Non-invasive prenatal diagnosis can provide vital information about a pregnancy, but when should the technique be used, and how does it differ from NIPT?
When there is a high probability of a baby being born with a genetic condition, historically there have been two options for prenatal diagnostic tests offered to expectant parents: chorionic villus sampling or amniocentesis. These involve taking a direct sample of the placental tissue or amniotic fluid, and so are described as invasive.
More recently, advances in genomics have led to a new diagnostic test: non-invasive prenatal diagnosis (NIPD). This technique involves taking a blood sample from the mother to look for and assess fetal DNA. But how does it work?
Finding the fetal DNA
When cells die and break down, fragments of DNA are shed into the bloodstream, and this is known as cell-free DNA (cfDNA). In a pregnant woman, most of the cfDNA will be the mother’s, but some will come from cells in the placenta that contain the DNA of the fetus – this is called cell-free fetal DNA (cffDNA).
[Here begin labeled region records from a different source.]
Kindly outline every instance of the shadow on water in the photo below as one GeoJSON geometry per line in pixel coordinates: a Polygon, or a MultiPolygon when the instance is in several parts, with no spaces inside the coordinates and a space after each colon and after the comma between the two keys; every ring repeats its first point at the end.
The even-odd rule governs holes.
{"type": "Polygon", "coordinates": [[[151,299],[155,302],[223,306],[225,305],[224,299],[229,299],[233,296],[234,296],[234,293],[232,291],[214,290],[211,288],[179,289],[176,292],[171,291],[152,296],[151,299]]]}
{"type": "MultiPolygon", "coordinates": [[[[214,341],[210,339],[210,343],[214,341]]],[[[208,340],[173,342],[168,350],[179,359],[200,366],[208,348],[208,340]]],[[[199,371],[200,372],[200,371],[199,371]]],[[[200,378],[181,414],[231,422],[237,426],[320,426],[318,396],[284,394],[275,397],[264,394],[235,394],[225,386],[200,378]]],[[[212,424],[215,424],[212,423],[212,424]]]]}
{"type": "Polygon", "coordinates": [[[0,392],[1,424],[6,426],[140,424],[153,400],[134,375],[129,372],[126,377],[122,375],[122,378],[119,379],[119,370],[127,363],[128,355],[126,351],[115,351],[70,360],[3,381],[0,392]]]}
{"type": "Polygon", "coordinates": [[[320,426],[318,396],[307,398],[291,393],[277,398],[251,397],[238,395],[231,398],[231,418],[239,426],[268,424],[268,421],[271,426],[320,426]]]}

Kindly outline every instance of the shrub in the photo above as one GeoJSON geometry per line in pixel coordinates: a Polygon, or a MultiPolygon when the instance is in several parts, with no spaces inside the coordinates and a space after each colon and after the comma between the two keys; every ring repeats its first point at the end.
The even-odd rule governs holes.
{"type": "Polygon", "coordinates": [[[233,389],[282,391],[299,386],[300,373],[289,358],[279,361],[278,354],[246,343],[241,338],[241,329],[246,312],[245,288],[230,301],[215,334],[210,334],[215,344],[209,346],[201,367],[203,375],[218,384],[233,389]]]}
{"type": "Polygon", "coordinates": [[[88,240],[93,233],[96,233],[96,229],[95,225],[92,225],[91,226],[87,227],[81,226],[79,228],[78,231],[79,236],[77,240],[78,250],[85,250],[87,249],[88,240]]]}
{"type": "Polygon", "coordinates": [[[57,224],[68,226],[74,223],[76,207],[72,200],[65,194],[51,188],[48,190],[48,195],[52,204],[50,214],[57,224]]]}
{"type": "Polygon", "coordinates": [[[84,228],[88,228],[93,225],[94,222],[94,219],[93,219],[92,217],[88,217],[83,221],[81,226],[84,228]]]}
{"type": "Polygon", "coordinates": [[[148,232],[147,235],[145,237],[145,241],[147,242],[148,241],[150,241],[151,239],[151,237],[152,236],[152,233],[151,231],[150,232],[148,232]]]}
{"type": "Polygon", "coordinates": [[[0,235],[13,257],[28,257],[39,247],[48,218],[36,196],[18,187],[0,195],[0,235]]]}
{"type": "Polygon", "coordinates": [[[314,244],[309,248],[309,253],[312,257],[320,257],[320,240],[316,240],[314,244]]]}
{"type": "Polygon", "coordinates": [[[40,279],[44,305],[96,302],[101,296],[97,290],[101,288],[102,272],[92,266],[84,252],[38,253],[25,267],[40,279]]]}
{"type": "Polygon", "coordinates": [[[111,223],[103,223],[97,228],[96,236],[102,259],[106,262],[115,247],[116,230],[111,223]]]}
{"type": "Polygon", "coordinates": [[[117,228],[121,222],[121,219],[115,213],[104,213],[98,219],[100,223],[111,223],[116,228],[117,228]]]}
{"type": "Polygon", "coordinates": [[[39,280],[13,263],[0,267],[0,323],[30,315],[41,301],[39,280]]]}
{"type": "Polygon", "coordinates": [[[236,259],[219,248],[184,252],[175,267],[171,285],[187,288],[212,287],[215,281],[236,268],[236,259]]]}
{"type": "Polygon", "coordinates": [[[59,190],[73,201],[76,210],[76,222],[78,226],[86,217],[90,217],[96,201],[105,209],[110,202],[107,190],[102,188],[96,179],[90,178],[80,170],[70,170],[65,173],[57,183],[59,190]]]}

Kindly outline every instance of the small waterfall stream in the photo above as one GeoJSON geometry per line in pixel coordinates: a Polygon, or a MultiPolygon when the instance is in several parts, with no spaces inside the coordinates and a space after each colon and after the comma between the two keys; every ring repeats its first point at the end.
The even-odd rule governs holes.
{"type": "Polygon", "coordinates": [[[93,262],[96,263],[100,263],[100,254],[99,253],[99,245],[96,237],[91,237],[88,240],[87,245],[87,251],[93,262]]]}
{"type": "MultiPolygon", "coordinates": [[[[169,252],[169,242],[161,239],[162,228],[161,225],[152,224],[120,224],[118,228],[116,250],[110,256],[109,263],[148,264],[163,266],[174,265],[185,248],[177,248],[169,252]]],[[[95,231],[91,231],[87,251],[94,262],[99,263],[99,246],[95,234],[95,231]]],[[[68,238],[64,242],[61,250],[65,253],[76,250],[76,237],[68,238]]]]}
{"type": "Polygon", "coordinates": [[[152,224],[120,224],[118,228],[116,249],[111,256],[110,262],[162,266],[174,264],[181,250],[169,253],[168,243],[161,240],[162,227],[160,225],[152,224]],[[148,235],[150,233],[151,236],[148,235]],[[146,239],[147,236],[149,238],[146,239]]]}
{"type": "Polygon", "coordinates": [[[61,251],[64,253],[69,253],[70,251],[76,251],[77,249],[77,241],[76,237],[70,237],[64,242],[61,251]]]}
Both NIPD and NIPT (non-invasive prenatal testing) work by analysing fragments of cfDNA found in the mother’s blood.
How is NIPD different from NIPT?
Although both NIPD and NIPT work by analysing a blood sample taken in this way, only NIPD is considered to be a diagnostic test, meaning that a follow-up invasive test is not needed to confirm a diagnosis.
NIPD can be used for certain single gene and X-linked conditions. However, in cases where the test is to assess the number of chromosomes (such as the trisomy conditions: Down syndrome, Edwards syndrome and Patau syndrome), the results are not considered definitive, and a follow-up invasive test is required to make a decisive diagnosis.
The difficulty, in both NIPD and NIPT, is knowing which DNA fragments come from the mother, and which from the fetus. Despite this, however, NIPD is still extremely useful in certain situations, where it can provide critical information at a very early stage of the pregnancy.
Applications of NIPD
NIPD can be used to identify some single gene conditions in the fetus, such as cystic fibrosis, by testing the fetal DNA in the mother’s blood.
One of the most widespread uses of NIPD is for rhesus typing. A rhesus group is an antigen present on the surface of blood cells, and whether they are present in a person’s blood is determined by two genes.
If a woman has a rhesus negative blood type and her partner is rhesus positive, she may conceive a rhesus positive child. As her body will not recognise the rhesus group, she will develop antibodies to it during her pregnancy. If she subsequently becomes pregnant with another rhesus positive child, these antibodies can attack the baby’s blood cells, causing anaemia – which can be severe. Such pregnancies require careful monitoring.
A treatment is available that helps prevent women from making the antibodies, and can largely prevent rhesus disease from occurring. The mother’s rhesus status (if unknown) can be determined by a simple blood test early in pregnancy, and NIPD can then be used to screen for the rhesus status of the fetus in the cffDNA.
Fetal sex determination
Another use of NIPD is to determine the sex of a fetus in families affected by serious X-linked conditions, such as Duchenne muscular dystrophy, as well as those with a chance of being affected by congenital adrenal hyperplasia (CAH). The cffDNA in the mother’s blood is analysed for the presence of certain genes only found on the Y chromosome. The presence or absence of these genes will indicate the sex of the fetus.
CAH is a recessive inherited condition of the adrenal gland, and one of the symptoms is increased production of male hormones, which can result in atypical genital development in females. Drug intervention is possible during fetal development to prevent this outcome, but it is not always required; only one-in-eight babies born to two carrier parents will be an affected female. Pursuing this course of treatment during all such pregnancies is therefore not ideal, and increases the probability of unnecessary side-effects.
In this case, the benefit of NIPD is its ability to determine the sex of a fetus that could be affected by CAH, so that treatment can be discontinued if the results prove it to be unnecessary.
NIPD in practice
NIPD and NIPT have been available for expectant parents for several years through commercial providers and some NHS trusts.
As part of the new England-wide NHS Genomic Medicine Service, the national genomic test directory introduces NIPD tests for a range of conditions including CAH, cystic fibrosis, Apert syndrome, Crouzon syndrome and several musculoskeletal conditions.